In quantum field theory, a bosonic field is a quantum field whose quanta are bosons; that is, they obey Bose–Einstein statistics. Bosonic fields obey canonical commutation relations, as distinct from the canonical anticommutation relations obeyed by fermionic fields.

Examples include scalar fields, describing spin-0 particles such as the Higgs boson, and gauge fields, describing spin-1 particles such as the photon.

==Basic properties==

Free (non-interacting) bosonic fields obey canonical commutation relations. Those relations also hold for interacting bosonic fields in the interaction picture, where the fields evolve in time as if free and the effects of the interaction are encoded in the evolution of the states. It is these commutation relations that imply Bose–Einstein statistics for the field quanta.

==Examples==
Examples of bosonic fields include scalar fields, gauge fields, and symmetric 2-tensor fields, which are characterized by their covariance under Lorentz transformations and have spins 0, 1 and 2, respectively. Physical examples, in the same order, are the Higgs field, the photon field, and the graviton field. Of the last two, only the photon field can be quantized using the conventional methods of canonical or path integral quantization. This has led to the theory of quantum electrodynamics, one of the most successful theories in physics. Quantization of gravity, on the other hand, is a long-standing problem that has led to development of theories such as string theory and loop quantum gravity.

==Spin and statistics==

The spin–statistics theorem implies that quantization of local, relativistic field theories in 3+1 dimensions may lead either to bosonic or fermionic quantum fields, i.e., fields obeying commutation or anti-commutation relations, according to whether they have integer or half-integer spin, respectively. Thus bosonic fields are one of the two theoretically possible types of quantum field, namely those corresponding to particles with integer spin.

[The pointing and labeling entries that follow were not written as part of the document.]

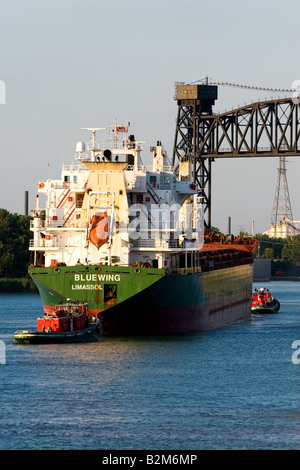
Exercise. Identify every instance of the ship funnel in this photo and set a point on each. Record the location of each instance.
(107, 154)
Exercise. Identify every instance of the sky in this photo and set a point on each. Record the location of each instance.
(68, 64)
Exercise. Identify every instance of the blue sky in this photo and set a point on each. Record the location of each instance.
(69, 64)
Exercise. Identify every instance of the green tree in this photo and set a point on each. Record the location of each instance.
(291, 250)
(14, 243)
(269, 253)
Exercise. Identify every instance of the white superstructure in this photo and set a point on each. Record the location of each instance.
(140, 214)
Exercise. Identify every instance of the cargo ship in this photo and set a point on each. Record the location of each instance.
(127, 238)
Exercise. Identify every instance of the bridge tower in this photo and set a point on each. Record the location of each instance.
(195, 102)
(281, 209)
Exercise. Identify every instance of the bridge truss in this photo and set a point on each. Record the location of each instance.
(262, 129)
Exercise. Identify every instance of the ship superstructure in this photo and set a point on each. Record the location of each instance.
(110, 208)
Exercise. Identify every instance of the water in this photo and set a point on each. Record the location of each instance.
(234, 388)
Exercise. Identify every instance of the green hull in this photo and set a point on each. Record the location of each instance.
(145, 301)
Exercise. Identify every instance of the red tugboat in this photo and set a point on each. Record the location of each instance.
(263, 302)
(68, 323)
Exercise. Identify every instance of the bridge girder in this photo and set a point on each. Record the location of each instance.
(262, 129)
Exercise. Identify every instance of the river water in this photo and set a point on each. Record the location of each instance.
(233, 388)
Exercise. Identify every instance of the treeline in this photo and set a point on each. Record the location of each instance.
(15, 235)
(285, 249)
(14, 244)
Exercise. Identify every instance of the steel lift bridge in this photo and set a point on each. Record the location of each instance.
(261, 129)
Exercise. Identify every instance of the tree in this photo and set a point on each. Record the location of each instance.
(14, 243)
(291, 250)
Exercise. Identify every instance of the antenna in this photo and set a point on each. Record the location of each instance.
(93, 147)
(282, 208)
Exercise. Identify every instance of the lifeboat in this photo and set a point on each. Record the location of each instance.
(263, 302)
(99, 230)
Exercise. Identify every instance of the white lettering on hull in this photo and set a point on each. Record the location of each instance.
(87, 287)
(97, 277)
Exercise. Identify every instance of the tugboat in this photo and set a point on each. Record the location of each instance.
(68, 323)
(263, 302)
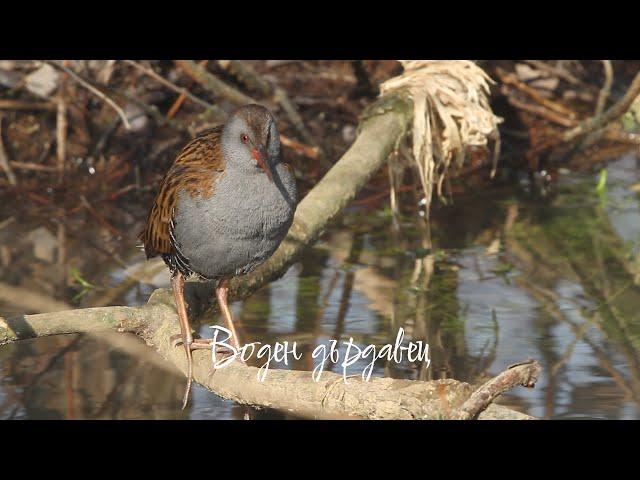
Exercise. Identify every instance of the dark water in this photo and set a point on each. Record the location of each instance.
(516, 276)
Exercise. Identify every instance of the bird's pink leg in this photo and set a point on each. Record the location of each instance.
(177, 285)
(222, 291)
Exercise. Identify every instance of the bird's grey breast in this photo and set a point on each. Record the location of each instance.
(239, 226)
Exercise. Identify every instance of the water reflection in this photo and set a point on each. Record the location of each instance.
(514, 277)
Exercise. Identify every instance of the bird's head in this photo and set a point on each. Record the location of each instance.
(250, 140)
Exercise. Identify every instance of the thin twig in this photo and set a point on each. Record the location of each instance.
(525, 374)
(61, 129)
(93, 90)
(212, 83)
(32, 166)
(615, 112)
(182, 91)
(4, 160)
(606, 87)
(22, 105)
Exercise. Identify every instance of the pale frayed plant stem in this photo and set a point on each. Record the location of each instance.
(451, 112)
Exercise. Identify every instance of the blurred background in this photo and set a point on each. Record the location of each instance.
(539, 260)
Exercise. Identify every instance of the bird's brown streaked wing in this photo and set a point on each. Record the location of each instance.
(194, 171)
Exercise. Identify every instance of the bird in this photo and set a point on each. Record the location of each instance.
(222, 209)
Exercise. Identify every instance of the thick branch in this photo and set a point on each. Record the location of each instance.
(286, 390)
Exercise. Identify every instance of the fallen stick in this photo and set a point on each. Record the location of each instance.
(285, 390)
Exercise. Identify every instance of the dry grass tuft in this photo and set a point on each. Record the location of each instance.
(451, 113)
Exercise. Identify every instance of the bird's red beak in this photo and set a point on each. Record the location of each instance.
(259, 157)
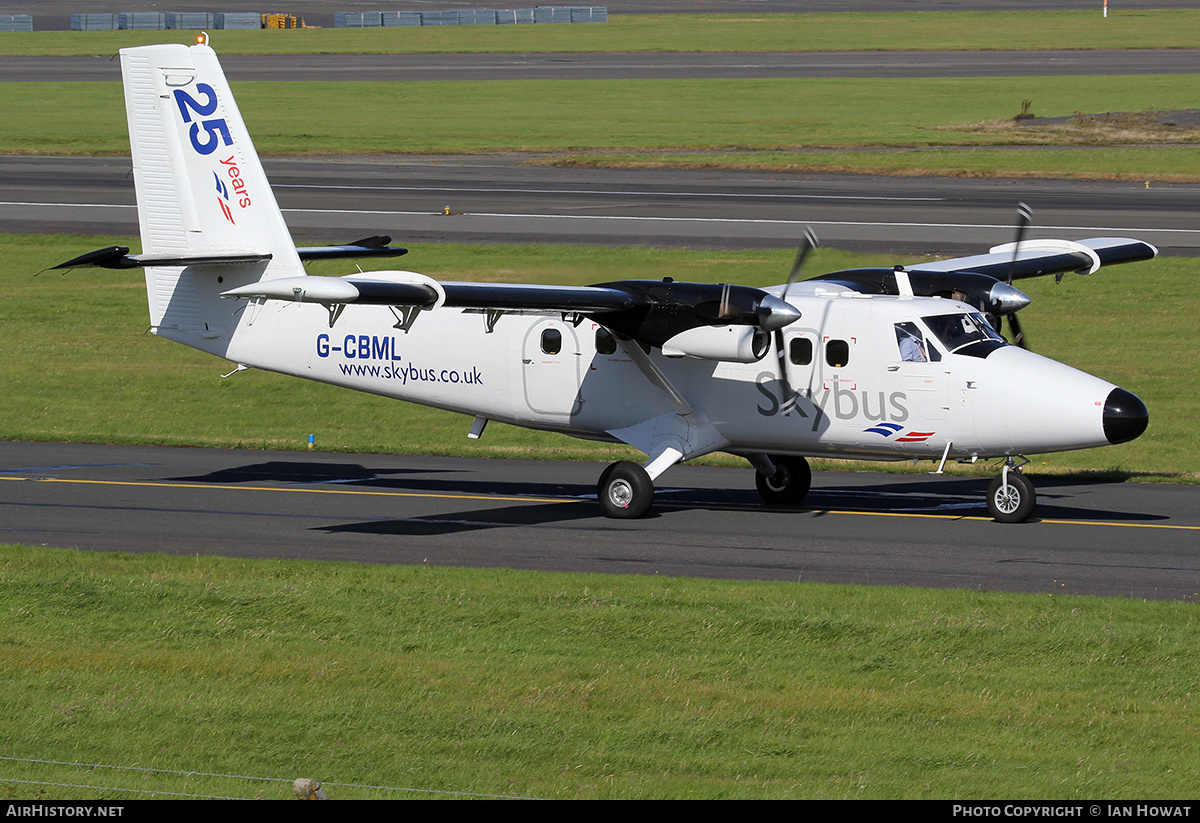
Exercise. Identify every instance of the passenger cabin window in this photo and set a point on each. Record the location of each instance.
(838, 353)
(799, 350)
(605, 342)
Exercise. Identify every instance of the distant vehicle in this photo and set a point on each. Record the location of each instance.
(870, 364)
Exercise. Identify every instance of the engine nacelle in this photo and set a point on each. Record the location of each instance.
(733, 343)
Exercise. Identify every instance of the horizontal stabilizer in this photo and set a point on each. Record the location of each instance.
(118, 257)
(394, 288)
(375, 246)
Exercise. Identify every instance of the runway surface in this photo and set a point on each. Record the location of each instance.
(413, 67)
(1126, 539)
(55, 14)
(496, 199)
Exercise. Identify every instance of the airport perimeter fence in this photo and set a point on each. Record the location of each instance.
(16, 23)
(473, 17)
(163, 20)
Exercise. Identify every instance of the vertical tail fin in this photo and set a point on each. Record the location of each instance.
(201, 190)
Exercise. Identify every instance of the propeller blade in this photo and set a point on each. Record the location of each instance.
(807, 245)
(1024, 217)
(1018, 335)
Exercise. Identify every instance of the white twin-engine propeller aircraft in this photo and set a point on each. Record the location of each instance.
(868, 364)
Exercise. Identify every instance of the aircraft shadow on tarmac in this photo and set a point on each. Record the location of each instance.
(574, 503)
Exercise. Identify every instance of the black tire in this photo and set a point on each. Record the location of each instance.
(790, 484)
(1015, 504)
(625, 491)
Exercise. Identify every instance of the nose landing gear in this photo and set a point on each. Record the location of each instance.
(1011, 497)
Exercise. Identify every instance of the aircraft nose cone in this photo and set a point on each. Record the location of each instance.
(1008, 299)
(1125, 416)
(775, 313)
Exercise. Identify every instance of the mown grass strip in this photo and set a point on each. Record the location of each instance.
(580, 685)
(757, 122)
(1123, 29)
(79, 365)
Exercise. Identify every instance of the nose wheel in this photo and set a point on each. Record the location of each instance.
(1011, 497)
(790, 482)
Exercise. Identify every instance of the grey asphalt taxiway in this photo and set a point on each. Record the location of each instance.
(499, 199)
(1127, 540)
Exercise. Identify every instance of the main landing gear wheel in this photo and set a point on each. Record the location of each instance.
(625, 491)
(790, 484)
(1013, 504)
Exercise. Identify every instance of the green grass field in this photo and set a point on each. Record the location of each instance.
(1123, 29)
(577, 686)
(778, 124)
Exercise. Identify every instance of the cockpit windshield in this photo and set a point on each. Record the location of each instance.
(965, 334)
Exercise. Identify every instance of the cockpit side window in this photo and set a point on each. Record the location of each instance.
(911, 342)
(965, 332)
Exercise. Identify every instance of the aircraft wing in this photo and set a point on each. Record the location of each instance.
(652, 312)
(1047, 257)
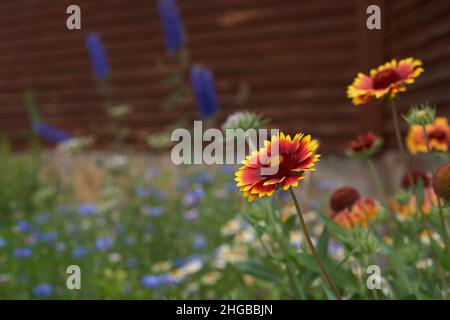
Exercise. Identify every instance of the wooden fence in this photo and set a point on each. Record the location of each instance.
(296, 57)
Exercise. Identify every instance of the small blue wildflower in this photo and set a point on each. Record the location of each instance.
(199, 242)
(50, 133)
(42, 290)
(21, 253)
(79, 252)
(205, 92)
(42, 218)
(172, 25)
(23, 226)
(99, 61)
(154, 211)
(87, 209)
(102, 244)
(49, 236)
(132, 262)
(154, 281)
(192, 197)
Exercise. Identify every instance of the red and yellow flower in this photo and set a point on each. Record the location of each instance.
(387, 80)
(438, 134)
(290, 160)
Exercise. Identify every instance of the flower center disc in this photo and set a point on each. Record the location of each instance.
(385, 78)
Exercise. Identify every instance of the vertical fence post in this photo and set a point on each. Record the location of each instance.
(370, 46)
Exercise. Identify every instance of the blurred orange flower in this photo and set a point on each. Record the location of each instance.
(410, 207)
(360, 213)
(438, 134)
(388, 79)
(294, 157)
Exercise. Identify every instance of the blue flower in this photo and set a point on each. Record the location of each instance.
(103, 244)
(87, 209)
(50, 133)
(49, 236)
(199, 242)
(154, 281)
(23, 226)
(204, 91)
(154, 211)
(132, 262)
(172, 25)
(79, 252)
(99, 61)
(42, 290)
(42, 219)
(22, 253)
(192, 197)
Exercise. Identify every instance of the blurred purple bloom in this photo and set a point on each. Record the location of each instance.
(199, 242)
(154, 281)
(192, 197)
(22, 253)
(42, 290)
(50, 133)
(87, 209)
(172, 25)
(191, 215)
(99, 61)
(79, 252)
(102, 244)
(49, 236)
(205, 91)
(23, 226)
(132, 262)
(154, 211)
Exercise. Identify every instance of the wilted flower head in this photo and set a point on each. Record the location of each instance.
(119, 111)
(245, 120)
(441, 181)
(365, 146)
(437, 135)
(421, 115)
(99, 61)
(344, 198)
(387, 80)
(172, 25)
(204, 90)
(294, 157)
(50, 133)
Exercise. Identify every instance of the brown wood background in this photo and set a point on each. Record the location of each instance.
(297, 57)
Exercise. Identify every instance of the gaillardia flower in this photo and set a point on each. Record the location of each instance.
(365, 146)
(441, 181)
(294, 157)
(438, 136)
(358, 214)
(387, 80)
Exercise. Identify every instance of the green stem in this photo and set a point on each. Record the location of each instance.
(377, 179)
(312, 248)
(444, 225)
(399, 137)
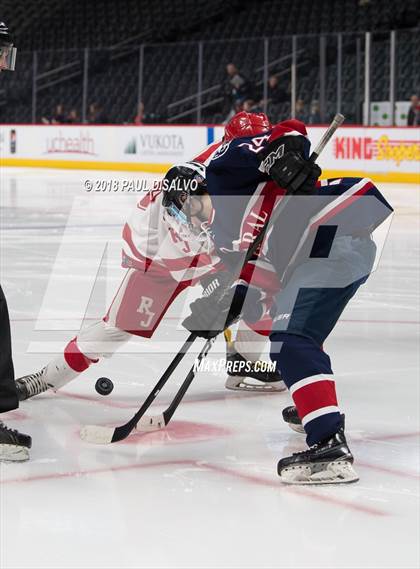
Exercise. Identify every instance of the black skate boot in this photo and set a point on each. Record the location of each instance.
(239, 380)
(327, 462)
(14, 446)
(291, 417)
(30, 385)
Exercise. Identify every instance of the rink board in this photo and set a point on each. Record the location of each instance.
(385, 154)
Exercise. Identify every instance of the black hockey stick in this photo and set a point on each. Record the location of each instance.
(106, 435)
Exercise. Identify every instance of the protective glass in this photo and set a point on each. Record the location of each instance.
(7, 58)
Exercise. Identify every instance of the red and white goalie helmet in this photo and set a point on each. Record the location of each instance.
(247, 124)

In a non-relativistic many-body theory, the spin and the statistical properties of the quanta are not directly related. In fact, the commutation or anti-commutation relations are assumed based on whether the theory one intends to study corresponds to particles obeying Bose–Einstein or Fermi–Dirac statistics. In this context the spin remains an internal quantum number that is only phenomenologically related to the statistical properties of the quanta. Examples of non-relativistic bosonic fields include those describing cold bosonic atoms, such as Helium-4.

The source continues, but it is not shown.